A big topic of discussion inside the company is "How should the new creations be called?" A mixture between an apple and a pear could be called an apple-pear, of course, but this doesn't sound very interesting. The boss finally decides to use the shortest string that contains both names of the original fruits as sub-strings as the new name. For instance, "applear" contains "apple" and "pear" (APPLEar and apPlEAR), and there is no shorter string that has the same property. 
A combination of a cranberry and a boysenberry would therefore be called a "boysecranberry" or a "craboysenberry", for example. 
Your job is to write a program that computes such a shortest name for a combination of two given fruits. Your algorithm should be efficient, otherwise it is unlikely that it will execute in the alloted time for long fruit names. 

Input

Each line of the input contains two strings that represent the names of the fruits that should be combined. All names have a maximum length of 100 and only consist of alphabetic characters.
Input is terminated by end of file. 

Output

For each test case, output the shortest name of the resulting fruit on one line.

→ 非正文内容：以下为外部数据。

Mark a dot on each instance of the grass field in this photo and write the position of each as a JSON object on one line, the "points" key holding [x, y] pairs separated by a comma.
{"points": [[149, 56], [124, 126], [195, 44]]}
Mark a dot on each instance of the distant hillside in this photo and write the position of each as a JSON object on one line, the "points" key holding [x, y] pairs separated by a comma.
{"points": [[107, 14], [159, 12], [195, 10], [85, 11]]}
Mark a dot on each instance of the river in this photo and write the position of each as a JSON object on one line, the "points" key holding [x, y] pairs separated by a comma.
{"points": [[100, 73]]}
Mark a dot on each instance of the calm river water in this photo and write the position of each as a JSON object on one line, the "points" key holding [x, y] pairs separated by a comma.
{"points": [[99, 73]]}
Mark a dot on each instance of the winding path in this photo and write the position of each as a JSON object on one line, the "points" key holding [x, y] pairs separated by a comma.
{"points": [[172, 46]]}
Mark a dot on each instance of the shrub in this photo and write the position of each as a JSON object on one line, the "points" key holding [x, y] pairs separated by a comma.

If more than one shortest name is possible, any one is acceptable.

Sample Input

apple peach

ananas banana

pear peach

Sample Output

appleach

bananas

pearch

解题思路：题目的意思就是将给定的两个字符串合并成一个最短的新串，即要求它们的最长公共子序列在新串中只出现1次，并且新串的子序列中包含原来两个字符串。LCS的灵活应用。做法：假设第一个字符串为s1，第二个字符串为s2，在计算LCS同时，用一个二维数组标记当前i、j字符的相对状态：mp[i][j]=-1表示s1前i个字符中包含公共子序列的长度L1不小于s2前j个字符中的L2；mp[i][j]=0表示s1前i个字符中包含公共子序列的长度L1与s2前j个字符中的L2相等；mp[i][j]=1表示s1前i个字符包含公共子序列的长度L1小于s2前j个字符中的L2。接下来就可以利用递归的特性，通过对标记的判断，从后往前递归，回溯时就会根据标记依次输出其正确位置。解释一下递归部分的含义：如果当前mp[i][j]为-1，说明s1前i个字符中包含公共子序列的长度不小于s2前j个字符，并且此时s1[i]!=s2[j]，即i>j，所以先输出s1[i]，然后再在s1前i-1个字符中往前找，s2保持j位置不变（实际输出是在回溯时从前往后输出的，这样就比较好理解了），其他两种情况与此相同。注意：要初始化mp[i∈[1～len1]][0]=-1，mp[0][j∈[1,len2]]=1，含义与上面相同，为什么呢？举个栗子：假设递归到i=3,j=0时，由于一开始就将mp数组全部初始化为0，即mp[3][0]=0，这个时候满足第9行的条件，然后继续i-1=2,j-1=-1，此时已越界并且陷入死循环中，事实上初始为-1后即mp[3][0]=-1满足第8行这个条件，继续i-1=2，j=0不变递归下去就不会出错了，当i和j都为0时就可以开始回溯即return依次弹出栈顶信息并输出对应位置的字符。此题还有一个特点就是special judge特判表示答案不唯一，譬如样例三，新串还可以为peachr，其子序列同样包含原来两个字符串。

AC代码：

#include<bits/stdc++.h>
using namespace std;
const int maxn=105;
char s1[maxn],s2[maxn];
int len1,len2,dp[maxn][maxn],mp[maxn][maxn];
void print_LCS(int i,int j){
    if(!i&&!j)return;//如果i，j都为0，则直接返回
    else if(mp[i][j]==-1){print_LCS(i-1,j);putchar(s1[i]);}
    else if(mp[i][j]==0){print_LCS(i-1,j-1);putchar(s1[i]);}
    else {print_LCS(i,j-1);putchar(s2[j]);}
}
int main(){
    while(~scanf("%s%s",s1+1,s2+1)){
        memset(dp,0,sizeof(dp));
        memset(mp,0,sizeof(mp));//初始状态默认两个字符串是相等的
        len1=strlen(s1+1),len2=strlen(s2+1);
        for(int i=1;i<=len1;++i)mp[i][0]=-1;
        for(int j=1;j<=len2;++j)mp[0][j]=1;
        for(int i=1;i<=len1;++i){
            for(int j=1;j<=len2;++j){
                if(s1[i]==s2[j])dp[i][j]=dp[i-1][j-1]+1;
                else if(dp[i-1][j]>=dp[i][j-1])dp[i][j]=dp[i-1][j],mp[i][j]=-1;
                else dp[i][j]=dp[i][j-1],mp[i][j]=1;
            }
        }
        print_LCS(len1,len2);
        puts("");
    }
    return 0;
}